Reporting Requirements for AIF Management Companies

Financial Returns

Annual Returns

Annual audited accounts of AIF Management Companies (AIF ManCo) must be submitted to the Central Bank within four months of the relevant reporting period. The annual audited accounts must be accompanied by the Minimum Capital Requirement Report, which forms part of the AIF Rulebook.

Half-Yearly / Quarterly / Monthly Returns

An AIF ManCo is required to submit certain financial information to the Central Bank. This includes interim financial statements such as a Balance Sheet and Profit & Loss account and the Minimum Capital Requirement Report which forms part of the AIF Rulebook. The appropriate reporting interval is advised to an AIF ManCo on an individual basis.

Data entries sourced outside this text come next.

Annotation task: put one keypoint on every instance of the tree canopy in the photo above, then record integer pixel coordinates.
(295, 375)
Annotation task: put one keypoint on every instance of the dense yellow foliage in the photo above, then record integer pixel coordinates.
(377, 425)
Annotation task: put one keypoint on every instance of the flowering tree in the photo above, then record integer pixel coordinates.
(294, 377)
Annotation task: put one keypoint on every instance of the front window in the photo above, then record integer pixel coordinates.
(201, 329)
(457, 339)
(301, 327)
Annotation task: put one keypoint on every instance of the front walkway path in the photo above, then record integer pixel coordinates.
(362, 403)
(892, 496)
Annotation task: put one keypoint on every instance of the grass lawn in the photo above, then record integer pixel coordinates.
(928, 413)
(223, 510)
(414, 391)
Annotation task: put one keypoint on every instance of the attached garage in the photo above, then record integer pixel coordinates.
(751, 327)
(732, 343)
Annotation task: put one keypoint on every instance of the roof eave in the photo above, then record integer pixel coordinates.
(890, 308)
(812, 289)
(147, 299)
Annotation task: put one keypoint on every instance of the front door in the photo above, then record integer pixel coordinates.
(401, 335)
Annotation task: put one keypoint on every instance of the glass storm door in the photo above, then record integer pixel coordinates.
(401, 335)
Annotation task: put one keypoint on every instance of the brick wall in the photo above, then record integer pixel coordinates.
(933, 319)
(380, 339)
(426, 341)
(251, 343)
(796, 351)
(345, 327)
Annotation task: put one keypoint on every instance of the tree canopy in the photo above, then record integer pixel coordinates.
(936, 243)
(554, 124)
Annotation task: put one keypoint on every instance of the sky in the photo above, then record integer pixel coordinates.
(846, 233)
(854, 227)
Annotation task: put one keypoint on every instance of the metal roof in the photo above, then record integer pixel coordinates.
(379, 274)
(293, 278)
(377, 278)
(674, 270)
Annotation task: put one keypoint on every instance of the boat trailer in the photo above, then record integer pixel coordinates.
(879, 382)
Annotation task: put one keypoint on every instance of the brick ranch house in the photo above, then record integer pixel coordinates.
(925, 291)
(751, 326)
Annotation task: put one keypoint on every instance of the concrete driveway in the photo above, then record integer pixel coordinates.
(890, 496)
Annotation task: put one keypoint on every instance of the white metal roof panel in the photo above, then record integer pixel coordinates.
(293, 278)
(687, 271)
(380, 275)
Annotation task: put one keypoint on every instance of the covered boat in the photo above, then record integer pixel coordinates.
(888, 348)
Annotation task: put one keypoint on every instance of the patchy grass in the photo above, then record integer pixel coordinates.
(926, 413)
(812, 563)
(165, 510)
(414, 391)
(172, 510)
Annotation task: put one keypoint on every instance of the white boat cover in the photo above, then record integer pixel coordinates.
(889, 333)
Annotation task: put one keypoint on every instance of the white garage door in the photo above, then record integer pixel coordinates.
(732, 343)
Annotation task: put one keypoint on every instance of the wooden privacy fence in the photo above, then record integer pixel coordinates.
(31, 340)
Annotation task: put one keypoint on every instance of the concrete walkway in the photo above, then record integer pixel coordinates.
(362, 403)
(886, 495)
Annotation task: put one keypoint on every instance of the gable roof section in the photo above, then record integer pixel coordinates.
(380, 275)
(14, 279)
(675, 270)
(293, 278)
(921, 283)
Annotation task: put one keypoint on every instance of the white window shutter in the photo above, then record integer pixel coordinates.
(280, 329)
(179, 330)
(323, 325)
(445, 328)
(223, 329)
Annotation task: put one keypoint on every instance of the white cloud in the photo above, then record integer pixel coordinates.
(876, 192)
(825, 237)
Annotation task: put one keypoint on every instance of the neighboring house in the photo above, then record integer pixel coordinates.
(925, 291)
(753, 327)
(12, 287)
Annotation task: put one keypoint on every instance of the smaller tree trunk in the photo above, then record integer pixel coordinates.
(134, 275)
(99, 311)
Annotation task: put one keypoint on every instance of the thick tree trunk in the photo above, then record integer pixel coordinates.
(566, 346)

Online Submission of Financial Returns

An AIF ManCo must submit a number of financial returns in an electronic format. These returns are submitted through the Central Bank's web-based Online Reporting ('ONR') System. The following items should be of assistance when completing returns:

ONR System User Manual | pdf 5304 KB ONR FINREP Variance Analysis User Guide | docx 1812 KB ONR Ad Hoc Return Scheduling User Guide | docx 1734 KB FINREP for Fund Service Providers - Guidance Note | doc 496 KB The following table provides a summary of reporting requirements for AIF Management Companies. Please note that reporting obligations may vary on a firm-by-firm basis. Reporting Requirements for AIF Management Companies | pdf 116 KB

Co-operation with the Central Bank

AIF ManCos are required to notify the Central Bank of any material breaches, the commencement of any legal proceedings and any visits/fines by another Supervisory Authority.

External Auditors

Following the audit of an AIF ManCo’s financial statements, the auditor of an AIF ManCo must supply the Central Bank with a copy of the 'Management Letter' issued to the AIF ManCo’s Board of Directors. Auditors must also make an annual ‘Statutory Duty Confirmation’ to the Central Bank stating whether any circumstances came to their attention during their annual audit.